Henry, in a statement sent to the Herald, brushed back at the league’s patent play.
He stated: “On March 17, Major League Baseball initiated, oversaw, and directed a trademark application on behalf of three of its clubs, including the Boston Red Sox. Major League Baseball — not the Boston Red Sox — initiated this filing. Today, at our request, MLB has agreed to withdraw the application. MLB’s intent was to protect these clubs’ use of their city name in connection with professional baseball services and apparel, not an attempt to own the city name or prevent others from using the city name.”
It has been a perplexing situation from the start.
Various experts on trademarking and patent law told the Herald that this was a fruitless, “absurd” move with a “very low chance” of success.

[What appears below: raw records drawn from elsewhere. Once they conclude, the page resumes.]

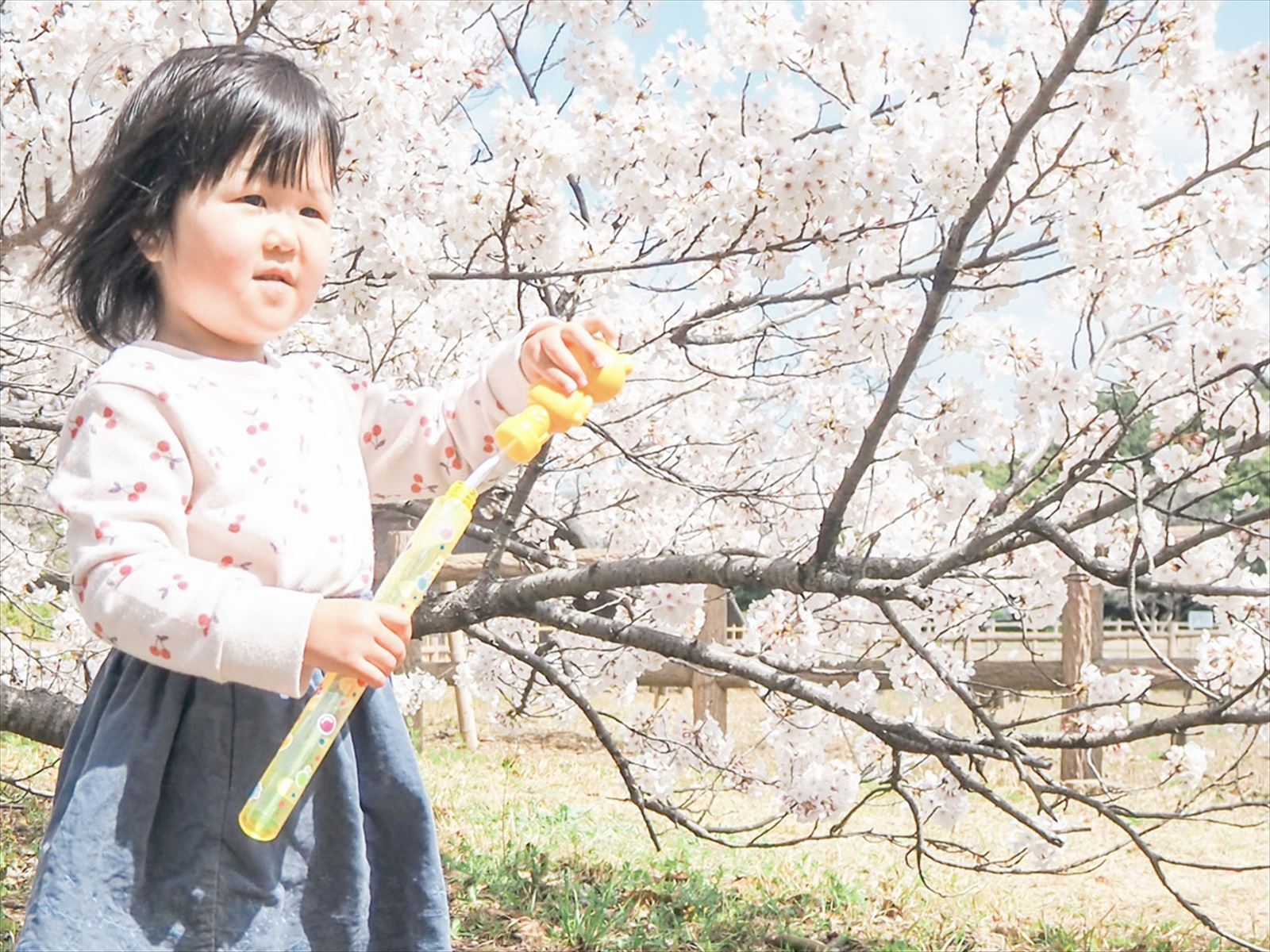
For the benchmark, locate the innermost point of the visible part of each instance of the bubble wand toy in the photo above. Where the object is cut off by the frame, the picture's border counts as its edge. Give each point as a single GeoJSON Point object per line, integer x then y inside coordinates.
{"type": "Point", "coordinates": [520, 438]}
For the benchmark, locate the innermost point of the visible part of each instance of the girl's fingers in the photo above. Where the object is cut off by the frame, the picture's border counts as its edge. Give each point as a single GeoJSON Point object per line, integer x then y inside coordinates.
{"type": "Point", "coordinates": [584, 340]}
{"type": "Point", "coordinates": [565, 362]}
{"type": "Point", "coordinates": [560, 381]}
{"type": "Point", "coordinates": [594, 323]}
{"type": "Point", "coordinates": [391, 643]}
{"type": "Point", "coordinates": [381, 659]}
{"type": "Point", "coordinates": [370, 674]}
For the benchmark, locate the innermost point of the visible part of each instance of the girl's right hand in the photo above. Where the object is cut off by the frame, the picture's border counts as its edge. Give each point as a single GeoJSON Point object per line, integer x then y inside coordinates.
{"type": "Point", "coordinates": [357, 639]}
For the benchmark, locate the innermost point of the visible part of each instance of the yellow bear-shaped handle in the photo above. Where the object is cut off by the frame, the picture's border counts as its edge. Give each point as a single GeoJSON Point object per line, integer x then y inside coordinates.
{"type": "Point", "coordinates": [522, 436]}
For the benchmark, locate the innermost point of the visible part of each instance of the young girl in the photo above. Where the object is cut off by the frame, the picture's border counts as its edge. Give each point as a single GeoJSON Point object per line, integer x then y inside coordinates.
{"type": "Point", "coordinates": [219, 522]}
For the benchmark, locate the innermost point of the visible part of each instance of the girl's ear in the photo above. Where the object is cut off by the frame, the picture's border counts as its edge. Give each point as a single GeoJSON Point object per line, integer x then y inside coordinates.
{"type": "Point", "coordinates": [149, 245]}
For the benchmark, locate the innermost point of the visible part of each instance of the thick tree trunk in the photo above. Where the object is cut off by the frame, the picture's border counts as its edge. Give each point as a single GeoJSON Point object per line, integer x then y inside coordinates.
{"type": "Point", "coordinates": [38, 715]}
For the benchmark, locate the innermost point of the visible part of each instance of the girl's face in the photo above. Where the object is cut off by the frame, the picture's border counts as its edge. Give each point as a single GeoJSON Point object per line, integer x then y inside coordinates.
{"type": "Point", "coordinates": [244, 262]}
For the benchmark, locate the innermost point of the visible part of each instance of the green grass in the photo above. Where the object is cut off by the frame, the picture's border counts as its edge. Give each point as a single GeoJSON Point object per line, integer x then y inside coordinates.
{"type": "Point", "coordinates": [543, 854]}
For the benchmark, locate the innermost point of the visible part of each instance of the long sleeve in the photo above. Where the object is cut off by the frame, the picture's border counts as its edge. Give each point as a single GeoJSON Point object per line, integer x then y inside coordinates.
{"type": "Point", "coordinates": [417, 442]}
{"type": "Point", "coordinates": [125, 484]}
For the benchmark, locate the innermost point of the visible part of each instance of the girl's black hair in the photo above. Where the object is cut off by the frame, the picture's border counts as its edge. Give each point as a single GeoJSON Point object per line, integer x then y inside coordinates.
{"type": "Point", "coordinates": [186, 125]}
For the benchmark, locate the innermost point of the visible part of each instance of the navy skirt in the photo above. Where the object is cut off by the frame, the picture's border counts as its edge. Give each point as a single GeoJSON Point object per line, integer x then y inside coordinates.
{"type": "Point", "coordinates": [144, 850]}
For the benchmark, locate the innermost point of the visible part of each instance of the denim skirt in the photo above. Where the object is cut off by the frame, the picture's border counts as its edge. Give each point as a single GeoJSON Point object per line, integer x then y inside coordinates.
{"type": "Point", "coordinates": [144, 850]}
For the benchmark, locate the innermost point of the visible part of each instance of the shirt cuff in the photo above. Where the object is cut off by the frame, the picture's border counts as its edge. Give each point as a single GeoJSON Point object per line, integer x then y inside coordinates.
{"type": "Point", "coordinates": [264, 638]}
{"type": "Point", "coordinates": [507, 382]}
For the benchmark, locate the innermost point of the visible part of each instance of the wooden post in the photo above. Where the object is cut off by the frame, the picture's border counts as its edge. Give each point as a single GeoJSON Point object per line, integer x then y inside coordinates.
{"type": "Point", "coordinates": [457, 643]}
{"type": "Point", "coordinates": [1080, 630]}
{"type": "Point", "coordinates": [708, 695]}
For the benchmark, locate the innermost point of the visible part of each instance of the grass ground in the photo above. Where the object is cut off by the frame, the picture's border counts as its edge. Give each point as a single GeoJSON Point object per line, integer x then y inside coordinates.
{"type": "Point", "coordinates": [543, 854]}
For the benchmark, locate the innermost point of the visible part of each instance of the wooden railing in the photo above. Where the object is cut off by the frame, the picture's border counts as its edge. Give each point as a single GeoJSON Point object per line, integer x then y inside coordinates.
{"type": "Point", "coordinates": [1048, 659]}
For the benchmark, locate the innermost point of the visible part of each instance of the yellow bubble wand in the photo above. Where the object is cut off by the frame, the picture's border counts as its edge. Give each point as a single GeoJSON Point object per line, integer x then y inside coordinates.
{"type": "Point", "coordinates": [520, 438]}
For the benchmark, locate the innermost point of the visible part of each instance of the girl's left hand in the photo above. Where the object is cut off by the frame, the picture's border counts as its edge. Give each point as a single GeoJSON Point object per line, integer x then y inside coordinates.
{"type": "Point", "coordinates": [545, 357]}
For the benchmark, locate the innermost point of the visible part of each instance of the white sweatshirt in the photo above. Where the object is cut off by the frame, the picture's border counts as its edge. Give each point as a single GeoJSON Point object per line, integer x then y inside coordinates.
{"type": "Point", "coordinates": [211, 505]}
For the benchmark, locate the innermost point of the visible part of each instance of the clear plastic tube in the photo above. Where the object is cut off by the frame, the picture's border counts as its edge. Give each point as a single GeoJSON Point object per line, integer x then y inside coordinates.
{"type": "Point", "coordinates": [319, 724]}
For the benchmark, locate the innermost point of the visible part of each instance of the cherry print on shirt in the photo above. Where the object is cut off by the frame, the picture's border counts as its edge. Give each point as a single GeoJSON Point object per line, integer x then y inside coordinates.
{"type": "Point", "coordinates": [163, 451]}
{"type": "Point", "coordinates": [133, 493]}
{"type": "Point", "coordinates": [177, 582]}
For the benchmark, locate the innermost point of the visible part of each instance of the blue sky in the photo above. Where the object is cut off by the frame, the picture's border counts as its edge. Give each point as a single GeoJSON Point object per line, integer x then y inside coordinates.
{"type": "Point", "coordinates": [1240, 23]}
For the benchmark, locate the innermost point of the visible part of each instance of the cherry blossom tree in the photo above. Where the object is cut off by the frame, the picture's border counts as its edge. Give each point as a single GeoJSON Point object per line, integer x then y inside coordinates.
{"type": "Point", "coordinates": [918, 327]}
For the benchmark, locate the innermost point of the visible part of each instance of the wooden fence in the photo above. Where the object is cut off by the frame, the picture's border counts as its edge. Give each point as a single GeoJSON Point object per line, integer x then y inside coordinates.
{"type": "Point", "coordinates": [1041, 660]}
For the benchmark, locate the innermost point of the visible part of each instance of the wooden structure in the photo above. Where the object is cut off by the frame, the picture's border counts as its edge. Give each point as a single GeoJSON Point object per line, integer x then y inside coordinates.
{"type": "Point", "coordinates": [1081, 636]}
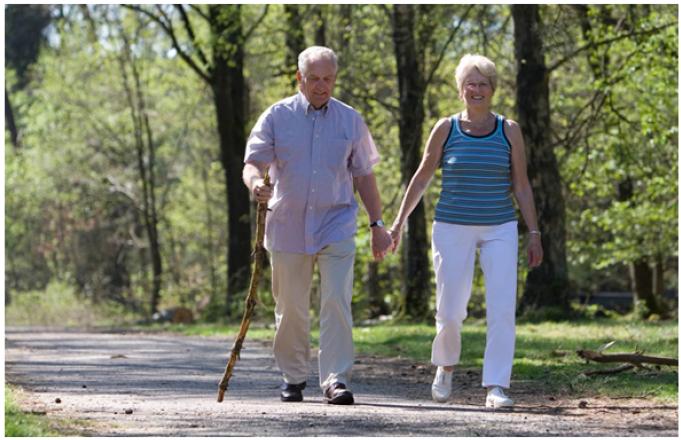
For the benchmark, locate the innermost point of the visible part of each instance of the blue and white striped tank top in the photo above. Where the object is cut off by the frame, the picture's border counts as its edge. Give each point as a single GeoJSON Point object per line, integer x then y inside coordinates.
{"type": "Point", "coordinates": [476, 178]}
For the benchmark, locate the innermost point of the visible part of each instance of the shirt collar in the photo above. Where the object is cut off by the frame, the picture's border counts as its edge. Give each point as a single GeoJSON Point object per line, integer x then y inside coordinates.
{"type": "Point", "coordinates": [307, 107]}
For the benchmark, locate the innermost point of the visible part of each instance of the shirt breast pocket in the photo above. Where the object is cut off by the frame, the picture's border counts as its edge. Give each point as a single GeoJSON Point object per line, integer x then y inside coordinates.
{"type": "Point", "coordinates": [337, 153]}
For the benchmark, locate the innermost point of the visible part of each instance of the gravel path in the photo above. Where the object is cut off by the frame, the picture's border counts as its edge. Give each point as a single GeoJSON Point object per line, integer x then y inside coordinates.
{"type": "Point", "coordinates": [142, 384]}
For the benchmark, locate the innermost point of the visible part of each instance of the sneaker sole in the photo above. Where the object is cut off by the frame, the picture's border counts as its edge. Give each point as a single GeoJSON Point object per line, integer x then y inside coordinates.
{"type": "Point", "coordinates": [341, 400]}
{"type": "Point", "coordinates": [440, 399]}
{"type": "Point", "coordinates": [491, 404]}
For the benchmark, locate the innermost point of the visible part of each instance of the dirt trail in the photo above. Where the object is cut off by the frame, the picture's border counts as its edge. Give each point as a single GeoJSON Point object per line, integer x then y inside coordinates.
{"type": "Point", "coordinates": [168, 385]}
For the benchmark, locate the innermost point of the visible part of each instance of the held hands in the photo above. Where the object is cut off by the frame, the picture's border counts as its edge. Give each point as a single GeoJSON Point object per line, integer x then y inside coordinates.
{"type": "Point", "coordinates": [535, 253]}
{"type": "Point", "coordinates": [381, 243]}
{"type": "Point", "coordinates": [261, 193]}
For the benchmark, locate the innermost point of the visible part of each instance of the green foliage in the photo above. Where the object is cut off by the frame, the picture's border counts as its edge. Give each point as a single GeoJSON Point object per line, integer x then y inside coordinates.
{"type": "Point", "coordinates": [59, 305]}
{"type": "Point", "coordinates": [73, 191]}
{"type": "Point", "coordinates": [21, 424]}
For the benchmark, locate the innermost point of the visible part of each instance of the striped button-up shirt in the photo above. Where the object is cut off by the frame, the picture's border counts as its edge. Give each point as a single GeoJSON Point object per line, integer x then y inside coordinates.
{"type": "Point", "coordinates": [313, 156]}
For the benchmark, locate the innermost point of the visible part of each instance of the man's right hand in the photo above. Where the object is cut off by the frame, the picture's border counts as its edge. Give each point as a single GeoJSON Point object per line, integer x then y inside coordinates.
{"type": "Point", "coordinates": [261, 193]}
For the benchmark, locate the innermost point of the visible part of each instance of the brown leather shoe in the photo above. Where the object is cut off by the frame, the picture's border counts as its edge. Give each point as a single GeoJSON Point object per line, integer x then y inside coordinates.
{"type": "Point", "coordinates": [292, 392]}
{"type": "Point", "coordinates": [338, 394]}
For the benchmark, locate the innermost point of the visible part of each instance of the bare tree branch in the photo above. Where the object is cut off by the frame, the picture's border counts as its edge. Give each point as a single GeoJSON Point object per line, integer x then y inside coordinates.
{"type": "Point", "coordinates": [198, 10]}
{"type": "Point", "coordinates": [592, 45]}
{"type": "Point", "coordinates": [444, 48]}
{"type": "Point", "coordinates": [170, 31]}
{"type": "Point", "coordinates": [190, 31]}
{"type": "Point", "coordinates": [632, 358]}
{"type": "Point", "coordinates": [247, 35]}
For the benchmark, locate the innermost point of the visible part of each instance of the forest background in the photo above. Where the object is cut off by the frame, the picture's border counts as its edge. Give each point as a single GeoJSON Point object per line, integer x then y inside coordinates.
{"type": "Point", "coordinates": [126, 128]}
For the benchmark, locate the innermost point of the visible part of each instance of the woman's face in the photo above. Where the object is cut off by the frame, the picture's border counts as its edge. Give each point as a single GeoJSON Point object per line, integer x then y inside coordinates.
{"type": "Point", "coordinates": [476, 90]}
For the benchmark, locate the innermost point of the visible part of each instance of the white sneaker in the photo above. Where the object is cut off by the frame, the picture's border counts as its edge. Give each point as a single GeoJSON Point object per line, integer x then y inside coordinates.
{"type": "Point", "coordinates": [442, 385]}
{"type": "Point", "coordinates": [497, 399]}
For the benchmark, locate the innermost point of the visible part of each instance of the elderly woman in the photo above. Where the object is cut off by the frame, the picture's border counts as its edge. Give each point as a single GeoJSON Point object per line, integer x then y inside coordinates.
{"type": "Point", "coordinates": [483, 161]}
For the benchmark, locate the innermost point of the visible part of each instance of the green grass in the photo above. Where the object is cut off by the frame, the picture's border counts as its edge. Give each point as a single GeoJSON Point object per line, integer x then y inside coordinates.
{"type": "Point", "coordinates": [545, 352]}
{"type": "Point", "coordinates": [21, 424]}
{"type": "Point", "coordinates": [58, 305]}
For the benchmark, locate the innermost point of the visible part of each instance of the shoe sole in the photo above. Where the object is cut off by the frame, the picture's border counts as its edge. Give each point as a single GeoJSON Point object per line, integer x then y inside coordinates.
{"type": "Point", "coordinates": [343, 399]}
{"type": "Point", "coordinates": [491, 404]}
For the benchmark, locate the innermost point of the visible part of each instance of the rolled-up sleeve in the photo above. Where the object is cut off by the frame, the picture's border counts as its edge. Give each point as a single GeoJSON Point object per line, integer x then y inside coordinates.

The application drew criticism from fans on social media, who saw the request to trademark the city’s name as an attempt to increase the organization’s already-massive wealth. That Forbes released their annual MLB valuations on Thursday only worsened the optics.
The Red Sox continue to rank third on Forbes’ list of most valuable teams, behind the New York Yankees and Los Angeles Dodgers. The average team value is now $2.32 billion, a 12% increase over last year; the Sox are now valued at $4.5 billion, a 15% gain. They stand to take in $513 million in revenue (without debt deduction) this year, $34 million more than in 2022.
Many baseball fans don’t care about the intricacies of what it costs to run their favorite team. They see that the team is more valuable than last year and still trying to make more money by trying to trademark the name of their city.
Sources told the Herald what Henry’s statement reiterated: that the Red Sox were not behind the applications, nor were they informed that the league had filed something on their behalf.
The league did not respond to a request for comment.
Last, but certainly not least, who thought it was a good idea to try and trademark the name of a city? Boston is home to several other sports teams, not to mention schools and businesses, which also bear its name. Even if this was well-intentioned, the perception is an attempt at monopolizing and money-grabbing.
Similar applications were filed for the Astros and Mariners. Why only Houston, Seattle, and Boston?
The Red Sox say they weren’t aware of MLB’s actions. The league owns and controls all team names, logos, colors, and other such branding.
The Red Sox open the regular season Thursday at Fenway against the Baltimore Orioles.